The cultural competence is understood as the general level of culture and education, and the philological competence implies a high level of proficiency in the native language. Another aspect of philological competence is related to the foreign language proficiency, that is why, as Kolesnikova and Tamashevich suggest, it should be regarded as a part of communicative competence. Methodological competence is described as the ability to teach a foreign language in accordance with the goals and conditions of instruction as well as with the age, the level of language proficiency, and individual needs of students. This interpretation of competences of the foreign language teacher on the one hand is in line with the current views on competences in Russian education, on the other hand, it does not contradict the above mentioned views of Shatilov and Salomatin expressed in 1985 which still remain the most cited in the deliberations of scholars designing the set of competences of the foreign languages teachers.

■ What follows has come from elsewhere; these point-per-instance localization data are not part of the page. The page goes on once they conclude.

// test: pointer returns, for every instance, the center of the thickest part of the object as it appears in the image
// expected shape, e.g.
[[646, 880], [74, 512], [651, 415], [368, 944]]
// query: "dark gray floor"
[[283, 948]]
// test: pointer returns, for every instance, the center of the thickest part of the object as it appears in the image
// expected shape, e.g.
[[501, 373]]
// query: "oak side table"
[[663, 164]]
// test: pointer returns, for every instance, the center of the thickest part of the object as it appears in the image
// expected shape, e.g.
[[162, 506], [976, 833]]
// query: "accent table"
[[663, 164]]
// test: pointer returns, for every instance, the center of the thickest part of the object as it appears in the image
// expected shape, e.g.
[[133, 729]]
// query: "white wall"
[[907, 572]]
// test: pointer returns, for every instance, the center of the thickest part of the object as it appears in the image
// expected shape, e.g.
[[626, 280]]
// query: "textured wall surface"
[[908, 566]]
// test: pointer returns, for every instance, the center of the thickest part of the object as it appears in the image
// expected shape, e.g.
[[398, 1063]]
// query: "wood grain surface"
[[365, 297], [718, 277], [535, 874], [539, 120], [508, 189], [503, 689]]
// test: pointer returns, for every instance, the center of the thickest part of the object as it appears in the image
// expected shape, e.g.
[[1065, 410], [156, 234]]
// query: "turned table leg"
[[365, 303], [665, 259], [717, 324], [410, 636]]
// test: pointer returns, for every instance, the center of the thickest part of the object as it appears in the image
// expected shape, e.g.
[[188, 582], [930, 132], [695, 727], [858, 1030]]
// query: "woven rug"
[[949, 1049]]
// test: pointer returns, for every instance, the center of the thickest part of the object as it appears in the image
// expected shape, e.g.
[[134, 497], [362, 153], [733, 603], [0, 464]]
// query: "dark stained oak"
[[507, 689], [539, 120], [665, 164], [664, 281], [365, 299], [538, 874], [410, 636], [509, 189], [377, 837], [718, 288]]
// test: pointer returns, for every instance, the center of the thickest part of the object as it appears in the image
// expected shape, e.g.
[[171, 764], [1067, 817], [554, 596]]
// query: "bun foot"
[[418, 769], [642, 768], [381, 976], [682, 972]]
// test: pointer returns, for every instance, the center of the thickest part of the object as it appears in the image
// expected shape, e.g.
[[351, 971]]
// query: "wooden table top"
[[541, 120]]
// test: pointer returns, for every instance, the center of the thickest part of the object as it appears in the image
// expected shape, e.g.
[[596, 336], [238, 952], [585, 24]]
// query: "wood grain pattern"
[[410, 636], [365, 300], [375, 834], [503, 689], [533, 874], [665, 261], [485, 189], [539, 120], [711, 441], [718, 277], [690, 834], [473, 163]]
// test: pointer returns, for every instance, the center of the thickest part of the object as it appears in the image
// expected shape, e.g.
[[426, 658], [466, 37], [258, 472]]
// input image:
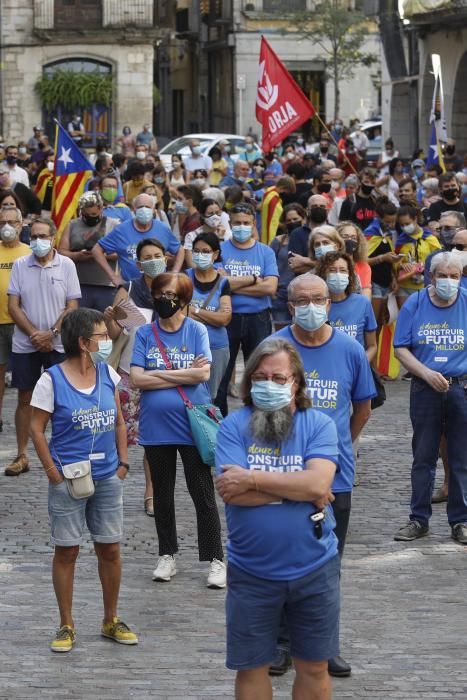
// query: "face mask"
[[202, 260], [180, 208], [103, 354], [40, 247], [350, 246], [446, 288], [318, 215], [144, 215], [8, 233], [213, 220], [450, 195], [91, 220], [241, 234], [337, 282], [166, 307], [109, 194], [311, 317], [323, 249], [269, 396], [293, 225]]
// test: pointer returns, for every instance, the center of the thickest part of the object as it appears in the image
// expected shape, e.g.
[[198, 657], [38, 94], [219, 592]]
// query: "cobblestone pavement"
[[404, 605]]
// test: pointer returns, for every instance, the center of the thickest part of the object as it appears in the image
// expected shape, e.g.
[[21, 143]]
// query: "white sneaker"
[[217, 574], [165, 568]]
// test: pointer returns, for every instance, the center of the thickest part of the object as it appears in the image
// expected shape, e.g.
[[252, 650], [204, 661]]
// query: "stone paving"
[[404, 612]]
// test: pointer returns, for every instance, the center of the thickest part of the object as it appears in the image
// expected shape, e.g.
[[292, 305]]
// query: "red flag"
[[281, 106]]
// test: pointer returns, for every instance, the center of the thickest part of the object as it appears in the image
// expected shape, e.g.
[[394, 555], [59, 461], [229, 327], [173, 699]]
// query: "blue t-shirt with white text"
[[277, 541], [337, 374], [434, 334], [124, 239], [238, 262]]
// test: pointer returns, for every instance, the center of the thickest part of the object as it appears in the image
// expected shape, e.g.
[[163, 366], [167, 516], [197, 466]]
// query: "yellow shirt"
[[7, 258]]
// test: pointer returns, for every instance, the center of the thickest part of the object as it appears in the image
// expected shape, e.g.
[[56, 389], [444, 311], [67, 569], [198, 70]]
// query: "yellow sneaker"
[[64, 639], [119, 632]]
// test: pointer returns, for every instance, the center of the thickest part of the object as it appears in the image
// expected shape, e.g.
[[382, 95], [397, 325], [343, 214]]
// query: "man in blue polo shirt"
[[253, 276], [275, 461], [430, 342], [340, 384], [123, 240]]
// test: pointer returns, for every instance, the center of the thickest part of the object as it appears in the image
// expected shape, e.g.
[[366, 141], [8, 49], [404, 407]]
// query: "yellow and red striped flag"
[[72, 171]]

  1. Competences of Teachers of the Foreign Languages for Young Learners
Below is given an attempt of specifying the competencies of a teacher of foreign languages specializing in teaching young learners: -   Communicative competence in the foreign language (professional communicative proficiency involving besides the general foreign language proficiency the ability to communicate with young learners in a comprehensible way which implies adapting the utterances and texts appropriately to the cognitive development of learners) - Linguistic competence (the ability to apply in teaching the knowledge of the system of the language taught, the ability to compare the native and the foreign language and thus to predict the common mistakes the learners will tend to make based on the interference of the native language) - Linguistic-cultural competence (the awareness of the relationship between language and culture, the knowledge about the culture of the country where the foreign language is spoken, its history, everyday life of its people, traditions, customs, values, attitudes, popular books, films, cartoons, games, songs, interests of the children, etc. and the ability to apply this knowledge in teaching children) - Didactic competence (the knowledge of psychological, physiological, mental, cognitive development of young learners, the awareness of native and foreign language acquisition processes inherent to the age of the learners, the wide knowledge of various approaches, techniques of teaching foreign languages to young learners and the ability to apply this knowledge in designing, analyzing and critical evaluating the instruction and its outcomes) The curriculum for developing these competences should include, besides general education courses training for universal competences, the following modules:
  • Foreign language and culture
  • Linguistics Methodology of teaching foreign languages
  • Children Psychology and Pedagogy
Summarizing the current trends in Russian pedagogy, the suggested competences are open for discussions for reaching a joint approach in the framework of Bologna process.